Another issue that our crews needed to address required a custom tool to be designed to get the job done. “The last bridge we worked on had windows in the floor of it so we were able to use those windows to pull the cable through,” says Garrett. “There weren’t any windows on this bridge, though, so one of NRE’s Superintendents, Tim Daniels, designed and fabricated a custom piece of equipment that allowed us to run our cable and pulling lines over the side of the bridge, around, and underneath it, and then back in line to be able to pull the cable straight through the conduit.”

Thankfully, with the expertise that New River Electrical has, we’re able to address any issue, even if a new tool needs to be invented to do so.

NRE employee assisting with line pull

Conquering Obstacles the New River Way

Right before wrapping up the project, our crews were presented with an obstacle that to some may have seemed insurmountable. “We needed to pull a 14,000-foot long fiber optic cable through the conduit that we had installed. Normally, we have pieces of equipment called sidewinders that help push the cable along through the conduit,” explains Garrett, “but since we were doing all of this underneath a bridge over water, we weren’t able to use the sidewinders.”

So what did the crews do? “We basically pulled all 14,000 feet of the cable by hand. We had a piece of equipment at the end that did the main part of the pulling, but we had guys at every location underneath to push it by hand.”

If you’ve worked on a team where you were called to do something that seemed impossible, it can be easy to turn around and give up. “But we knew we could get it done. It wouldn’t be fun, but we could do it,” says Garrett.

That “no problem is too big to conquer” attitude has become one of the Underground Division’s biggest assets as our customers have noticed the commitment to excellence that our crews hold themselves to, even when no one else is looking.

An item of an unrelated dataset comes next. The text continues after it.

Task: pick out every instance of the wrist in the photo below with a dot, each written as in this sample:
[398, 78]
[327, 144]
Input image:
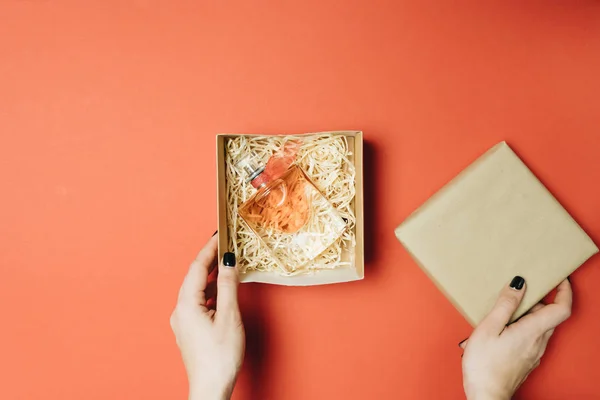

“Our reputation in this division has become so good that we’ll get calls from people we met through past projects to ask our crews what they would do in certain situations,” says Garrett. “These guys haven’t done a lot of school, they’re not engineers, they’re regular blue-collar folks. But the level of expertise that they’ve gained through working on different projects over the years, and the knowledge they have in this area, I’d put them up against someone who has done years of college any day. It’s remarkable to see how far street smarts can take you.”